In the Supreme Court decision on Nicklinson in 2014, Lord Wilson, a lifelong expert in family law, specifically dealt with assisted dying and set out no less than 18 potential factors a judge might wish to investigate before deciding on whether to consent. He described the “scrupulous nature” of any such inquiry.
And what of oversight of the medical responsibilities for providing assisted suicide? The Bill would introduce a system of Codes of Conduct for assisted suicide procedures. They would come from the Government, presumably after consultation with the medical Colleges. The Codes would then go to Parliament for consideration by the statutory instrument route rather than legislation. So they could not be amended, and yet the Government, at the time of the last such bill in 2014, said this issue of assisted suicide was for Parliament not for Government policy. How is the voice of Parliament to be heard effectively in this scenario?
The Bill would enact that the fatal medicines be given by the attending doctor or another doctor or nurse authorised by him.

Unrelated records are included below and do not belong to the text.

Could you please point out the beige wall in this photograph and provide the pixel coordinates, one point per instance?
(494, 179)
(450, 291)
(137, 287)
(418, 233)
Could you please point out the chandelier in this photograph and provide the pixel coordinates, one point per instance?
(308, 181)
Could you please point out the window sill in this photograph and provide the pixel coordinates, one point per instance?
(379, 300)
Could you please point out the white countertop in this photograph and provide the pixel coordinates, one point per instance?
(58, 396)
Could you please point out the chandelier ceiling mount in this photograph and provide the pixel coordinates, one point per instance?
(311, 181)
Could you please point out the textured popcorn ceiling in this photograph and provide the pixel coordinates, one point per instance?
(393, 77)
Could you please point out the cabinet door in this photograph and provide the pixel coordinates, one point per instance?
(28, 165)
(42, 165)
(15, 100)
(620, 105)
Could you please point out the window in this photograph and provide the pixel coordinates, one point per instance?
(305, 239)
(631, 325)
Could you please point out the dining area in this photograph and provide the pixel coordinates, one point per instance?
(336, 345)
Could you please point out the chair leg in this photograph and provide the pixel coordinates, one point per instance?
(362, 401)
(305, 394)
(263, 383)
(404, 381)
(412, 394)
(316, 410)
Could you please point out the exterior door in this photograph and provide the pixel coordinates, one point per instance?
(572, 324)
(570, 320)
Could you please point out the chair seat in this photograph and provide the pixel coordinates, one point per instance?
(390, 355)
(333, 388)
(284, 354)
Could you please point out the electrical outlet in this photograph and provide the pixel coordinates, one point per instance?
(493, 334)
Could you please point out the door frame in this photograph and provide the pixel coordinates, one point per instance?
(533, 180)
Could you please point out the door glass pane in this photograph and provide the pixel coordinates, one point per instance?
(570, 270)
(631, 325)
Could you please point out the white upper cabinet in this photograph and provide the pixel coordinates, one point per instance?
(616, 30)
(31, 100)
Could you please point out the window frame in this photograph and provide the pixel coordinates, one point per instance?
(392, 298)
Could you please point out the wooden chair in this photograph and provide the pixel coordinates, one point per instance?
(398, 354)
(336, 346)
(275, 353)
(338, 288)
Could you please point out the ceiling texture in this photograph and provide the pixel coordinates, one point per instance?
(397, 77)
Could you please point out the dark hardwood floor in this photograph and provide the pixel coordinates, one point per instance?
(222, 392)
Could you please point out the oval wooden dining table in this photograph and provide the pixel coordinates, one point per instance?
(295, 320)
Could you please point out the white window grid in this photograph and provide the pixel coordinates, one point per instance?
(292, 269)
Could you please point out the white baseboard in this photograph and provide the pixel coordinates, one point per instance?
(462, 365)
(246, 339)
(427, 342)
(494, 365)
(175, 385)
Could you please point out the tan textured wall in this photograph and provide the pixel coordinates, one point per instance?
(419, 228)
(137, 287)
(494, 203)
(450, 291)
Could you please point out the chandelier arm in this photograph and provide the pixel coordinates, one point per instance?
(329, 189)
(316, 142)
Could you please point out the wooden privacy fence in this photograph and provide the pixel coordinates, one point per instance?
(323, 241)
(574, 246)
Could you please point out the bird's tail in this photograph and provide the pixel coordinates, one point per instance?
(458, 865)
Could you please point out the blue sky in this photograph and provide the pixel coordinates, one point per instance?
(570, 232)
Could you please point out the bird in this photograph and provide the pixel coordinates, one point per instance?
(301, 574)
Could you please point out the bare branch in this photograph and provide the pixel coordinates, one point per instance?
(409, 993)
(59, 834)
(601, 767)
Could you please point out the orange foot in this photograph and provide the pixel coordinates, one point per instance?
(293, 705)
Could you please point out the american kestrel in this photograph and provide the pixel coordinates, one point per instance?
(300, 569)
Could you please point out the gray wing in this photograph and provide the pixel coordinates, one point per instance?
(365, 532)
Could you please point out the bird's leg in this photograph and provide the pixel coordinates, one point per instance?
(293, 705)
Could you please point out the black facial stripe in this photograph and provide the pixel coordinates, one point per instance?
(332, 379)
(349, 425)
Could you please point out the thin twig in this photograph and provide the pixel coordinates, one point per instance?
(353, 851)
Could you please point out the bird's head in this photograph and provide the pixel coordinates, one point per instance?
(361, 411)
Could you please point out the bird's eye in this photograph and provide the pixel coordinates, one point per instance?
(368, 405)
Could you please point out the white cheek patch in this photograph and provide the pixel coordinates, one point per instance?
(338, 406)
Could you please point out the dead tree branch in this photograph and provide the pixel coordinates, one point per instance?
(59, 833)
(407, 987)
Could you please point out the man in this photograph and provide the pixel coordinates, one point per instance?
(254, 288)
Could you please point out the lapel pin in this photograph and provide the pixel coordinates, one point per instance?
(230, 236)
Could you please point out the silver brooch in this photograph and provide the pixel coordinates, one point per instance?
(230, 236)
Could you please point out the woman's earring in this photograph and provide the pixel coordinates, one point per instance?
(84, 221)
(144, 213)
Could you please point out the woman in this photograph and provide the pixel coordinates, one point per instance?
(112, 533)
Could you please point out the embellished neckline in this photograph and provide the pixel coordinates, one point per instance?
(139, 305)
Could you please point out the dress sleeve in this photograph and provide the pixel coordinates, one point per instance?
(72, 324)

What if they have a conscientious objection, said to be protected in the Bill? Could they refuse or would they be obliged to refer on to other staff who will do it? Will the Hippocratic oath of doctors not to intentionally harm patients now be dismembered? Will there be doctors who will not provide assisted suicide and others who will – applying the same oath but with drastic difference.!
And finally what happens to our health system? The Bill appears to apply to both private and public health. So public wards will have assisted suicide units? Will private health companies launch death clinics like Dignitas? And the Bill only applies to England and Wales. In Scotland and Northern Ireland, assisted suicide is not the law. Would this lead to cross-border searches within the Union for assisted suicide?

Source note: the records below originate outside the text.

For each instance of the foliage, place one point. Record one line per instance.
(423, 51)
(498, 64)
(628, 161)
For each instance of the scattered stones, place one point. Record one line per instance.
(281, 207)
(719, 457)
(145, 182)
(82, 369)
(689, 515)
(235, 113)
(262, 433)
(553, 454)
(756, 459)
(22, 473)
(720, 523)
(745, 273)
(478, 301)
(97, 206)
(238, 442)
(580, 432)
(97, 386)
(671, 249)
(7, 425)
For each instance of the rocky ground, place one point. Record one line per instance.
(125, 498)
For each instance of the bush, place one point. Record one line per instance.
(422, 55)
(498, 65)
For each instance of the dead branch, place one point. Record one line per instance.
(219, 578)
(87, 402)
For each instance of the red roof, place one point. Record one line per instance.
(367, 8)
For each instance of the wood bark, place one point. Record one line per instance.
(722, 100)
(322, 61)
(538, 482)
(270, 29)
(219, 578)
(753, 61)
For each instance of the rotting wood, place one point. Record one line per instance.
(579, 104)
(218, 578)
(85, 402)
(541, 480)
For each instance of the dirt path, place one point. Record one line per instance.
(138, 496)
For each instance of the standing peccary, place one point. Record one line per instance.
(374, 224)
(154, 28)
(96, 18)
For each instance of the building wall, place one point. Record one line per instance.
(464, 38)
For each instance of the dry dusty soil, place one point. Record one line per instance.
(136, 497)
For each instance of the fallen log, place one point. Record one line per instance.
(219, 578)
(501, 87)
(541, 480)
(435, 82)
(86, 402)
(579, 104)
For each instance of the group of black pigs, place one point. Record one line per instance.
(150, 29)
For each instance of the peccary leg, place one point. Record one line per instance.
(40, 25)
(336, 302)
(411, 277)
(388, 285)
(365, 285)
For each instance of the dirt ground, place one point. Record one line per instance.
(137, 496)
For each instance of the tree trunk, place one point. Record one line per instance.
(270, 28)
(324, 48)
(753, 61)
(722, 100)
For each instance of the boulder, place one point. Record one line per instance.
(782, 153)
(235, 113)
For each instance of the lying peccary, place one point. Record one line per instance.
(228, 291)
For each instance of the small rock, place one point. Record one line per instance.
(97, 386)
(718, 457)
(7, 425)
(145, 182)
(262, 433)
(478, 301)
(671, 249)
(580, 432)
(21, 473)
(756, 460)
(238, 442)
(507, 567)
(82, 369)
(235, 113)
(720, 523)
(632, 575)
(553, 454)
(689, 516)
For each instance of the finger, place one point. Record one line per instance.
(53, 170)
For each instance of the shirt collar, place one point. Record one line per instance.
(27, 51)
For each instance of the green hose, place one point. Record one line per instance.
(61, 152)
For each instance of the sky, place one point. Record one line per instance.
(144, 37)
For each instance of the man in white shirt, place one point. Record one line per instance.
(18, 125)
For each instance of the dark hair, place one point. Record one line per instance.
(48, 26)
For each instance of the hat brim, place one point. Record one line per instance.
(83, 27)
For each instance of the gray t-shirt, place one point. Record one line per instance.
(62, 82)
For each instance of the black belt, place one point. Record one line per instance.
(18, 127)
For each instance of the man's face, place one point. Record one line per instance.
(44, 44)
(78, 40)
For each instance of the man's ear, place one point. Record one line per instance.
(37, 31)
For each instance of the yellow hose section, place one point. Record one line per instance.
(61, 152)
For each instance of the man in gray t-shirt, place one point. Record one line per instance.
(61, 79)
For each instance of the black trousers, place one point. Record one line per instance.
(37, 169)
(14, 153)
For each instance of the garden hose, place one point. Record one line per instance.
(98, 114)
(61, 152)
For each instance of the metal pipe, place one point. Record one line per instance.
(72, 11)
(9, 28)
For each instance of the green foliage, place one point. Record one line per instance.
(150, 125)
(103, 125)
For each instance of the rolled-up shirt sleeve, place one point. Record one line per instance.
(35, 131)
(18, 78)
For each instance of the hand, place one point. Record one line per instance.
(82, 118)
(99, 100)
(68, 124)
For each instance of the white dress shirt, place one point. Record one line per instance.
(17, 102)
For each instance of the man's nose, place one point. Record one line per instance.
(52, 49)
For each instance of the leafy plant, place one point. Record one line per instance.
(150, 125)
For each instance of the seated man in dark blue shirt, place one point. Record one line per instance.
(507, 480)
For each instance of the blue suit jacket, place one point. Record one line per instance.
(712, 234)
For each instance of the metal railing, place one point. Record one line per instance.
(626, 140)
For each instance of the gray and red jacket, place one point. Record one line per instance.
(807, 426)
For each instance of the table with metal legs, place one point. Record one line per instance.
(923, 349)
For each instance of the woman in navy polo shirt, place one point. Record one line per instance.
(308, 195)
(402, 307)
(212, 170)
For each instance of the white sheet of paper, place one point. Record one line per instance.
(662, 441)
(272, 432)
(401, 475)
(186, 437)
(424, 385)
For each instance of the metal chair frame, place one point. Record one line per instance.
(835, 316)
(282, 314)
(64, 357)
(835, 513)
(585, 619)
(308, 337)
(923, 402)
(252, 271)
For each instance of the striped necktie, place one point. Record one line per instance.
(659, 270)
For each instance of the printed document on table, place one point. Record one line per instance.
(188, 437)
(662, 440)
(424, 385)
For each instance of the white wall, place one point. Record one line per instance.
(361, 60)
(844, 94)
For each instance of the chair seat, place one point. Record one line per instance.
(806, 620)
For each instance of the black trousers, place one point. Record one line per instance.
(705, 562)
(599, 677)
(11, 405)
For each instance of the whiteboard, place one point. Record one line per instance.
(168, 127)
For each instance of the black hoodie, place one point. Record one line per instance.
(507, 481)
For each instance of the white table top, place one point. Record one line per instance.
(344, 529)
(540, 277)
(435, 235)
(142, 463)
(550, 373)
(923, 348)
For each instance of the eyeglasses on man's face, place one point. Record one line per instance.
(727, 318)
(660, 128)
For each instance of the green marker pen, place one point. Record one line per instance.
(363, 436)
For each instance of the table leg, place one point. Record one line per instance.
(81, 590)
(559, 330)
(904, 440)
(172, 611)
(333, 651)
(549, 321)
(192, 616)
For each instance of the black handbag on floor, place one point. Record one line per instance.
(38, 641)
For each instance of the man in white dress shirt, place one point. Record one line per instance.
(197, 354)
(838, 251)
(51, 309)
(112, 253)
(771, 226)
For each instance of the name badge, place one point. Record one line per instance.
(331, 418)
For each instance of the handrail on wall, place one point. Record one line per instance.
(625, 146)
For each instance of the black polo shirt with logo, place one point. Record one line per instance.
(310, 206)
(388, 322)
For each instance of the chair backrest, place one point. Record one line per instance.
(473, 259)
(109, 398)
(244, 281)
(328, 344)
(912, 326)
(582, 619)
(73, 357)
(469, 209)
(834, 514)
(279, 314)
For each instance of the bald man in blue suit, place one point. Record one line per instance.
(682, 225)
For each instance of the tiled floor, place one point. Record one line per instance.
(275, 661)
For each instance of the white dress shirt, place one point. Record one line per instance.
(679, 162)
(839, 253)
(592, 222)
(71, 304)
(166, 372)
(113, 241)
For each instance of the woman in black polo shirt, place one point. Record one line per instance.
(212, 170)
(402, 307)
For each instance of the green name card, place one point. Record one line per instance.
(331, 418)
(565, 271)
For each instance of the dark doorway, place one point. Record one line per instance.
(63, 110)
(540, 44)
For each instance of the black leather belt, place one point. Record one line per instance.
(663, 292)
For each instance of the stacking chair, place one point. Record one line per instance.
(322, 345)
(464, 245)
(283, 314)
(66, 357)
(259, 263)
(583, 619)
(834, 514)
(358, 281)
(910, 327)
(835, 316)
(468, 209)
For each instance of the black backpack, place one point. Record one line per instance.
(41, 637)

This is the third such type of bill to come before the Lords in recent times – 2005, 2014, and now 2021 – the earlier attempts did not succeed and nor should this Bill. There are, as there should be, some community-based limits on personal autonomy, especially as to living or dying.
As Lord Sumption notably said in his judgement in the Nicklinson case, a critical issue remains “how much risk to the vulnerable we are prepared to accept in this area in order to facilitate suicide by the invulnerable.”